In a split decision Wednesday, the Court of Appeal agreed with Prithvi Randhawa that the nine-year prison term initially handed to him was too harsh relative other offenders.

“In my view, the proper application of the parity principle would lead to a sentence of seven years being imposed on the appellant,” Justice Ian Nordheimer wrote for the majority.

The crash occurred in April 2016 when a drunk Randhawa, then 22, sped through a residential neighbourhood in northwest Toronto. He clipped a vehicle, lost control, and his Acura flew into the air and crashed. His four passengers, aged 19 to 24, were thrown from the car. Three died. The fourth was seriously injured, as was Randhawa.

Ontario court Judge James Chaffe sentenced him to nine years for impaired driving causing death and a concurrent five-year term for impaired driving causing bodily harm, prompting the sentencing appeal.

Before imposing sentence, Chaffe reviewed three other cases — one involving the notorious Marco Muzzo, whose drunken crash killed three children and their grandfather north of Toronto in 2016. He then decided Randhawa’s “egregious” conduct was worse than those were.

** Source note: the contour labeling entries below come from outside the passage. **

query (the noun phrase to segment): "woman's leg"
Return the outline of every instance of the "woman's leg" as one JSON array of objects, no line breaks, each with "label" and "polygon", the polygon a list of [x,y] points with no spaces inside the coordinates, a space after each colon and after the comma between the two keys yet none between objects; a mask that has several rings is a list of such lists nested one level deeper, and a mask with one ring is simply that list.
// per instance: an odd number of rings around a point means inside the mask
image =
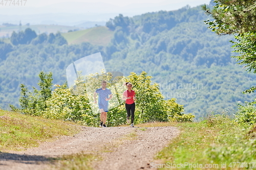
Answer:
[{"label": "woman's leg", "polygon": [[131,112],[132,114],[131,122],[132,124],[133,124],[133,120],[134,119],[134,112],[135,112],[135,103],[131,105]]}]

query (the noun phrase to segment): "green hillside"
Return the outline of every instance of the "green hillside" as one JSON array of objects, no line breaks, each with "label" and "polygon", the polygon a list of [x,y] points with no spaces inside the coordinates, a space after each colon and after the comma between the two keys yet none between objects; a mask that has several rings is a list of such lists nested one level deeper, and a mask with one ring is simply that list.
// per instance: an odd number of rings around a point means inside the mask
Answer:
[{"label": "green hillside", "polygon": [[114,31],[106,27],[97,27],[89,29],[62,34],[69,44],[90,42],[92,44],[105,46],[113,38]]},{"label": "green hillside", "polygon": [[107,27],[28,36],[30,41],[24,41],[19,33],[11,37],[12,44],[0,42],[0,107],[18,106],[20,84],[37,87],[41,71],[52,72],[53,83],[62,84],[69,64],[100,52],[107,71],[125,76],[146,71],[165,99],[176,98],[185,113],[197,119],[210,111],[232,115],[238,103],[254,99],[242,92],[255,85],[256,76],[230,57],[236,55],[229,42],[233,37],[209,30],[203,21],[208,17],[200,6],[187,7],[133,17],[120,15]]}]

The nine-year sentence he set was a year longer than in two of the cases but a year less than handed Muzzo.

Speaking for the Appeal court, Nordheimer said Chaffe had failed to explain why Randhawa’s offence was worse than the others.

“I am unable to find a basis upon which the sentencing judge’s finding could be supported,” Nordheimer wrote. “This is of concern because, as I have said, it is this finding that clearly drove the sentencing judge to determine that a sentence of nine years was appropriate.”

Nordheimer decided Randhawa’s conduct was similar to that of two of the other offenders, both of whom were drunk, had driven too fast, and caused multiple deaths. At the same time, the justice said Chaffe had failed to consider sufficiently the fact that Randhawa had suffered a traumatic brain injury in the crash.

In a dissenting opinion, Justice Alexandra Hoy said she would have left the sentence alone.

“On the record before him, it was open for the sentencing judge to conclude that (Randhawa’s) conduct was more egregious than that of the drivers in these other cases,” Hoy said.

Among other things, Hoy noted that Randhawa was driving at 135 kilometres an hour in a 60 zone, much faster than Muzzo, and in a busier area.

Hoy also noted Randhawa had a worse driving record than Muzzo and had racked up several convictions for infractions such as speeding and blowing a red light. She also noted Chaffe’s comments about Randhawa’s reckless behaviour before the crash in “fleeing responsibility” for an initial minor accident.

Nordheimer countered there was no way to know whether Hoy’s reasoning mirrored Chaffe’s. He also faulted her for making “very fine line distinctions,” such as comparing exactly how fast the various offenders were going.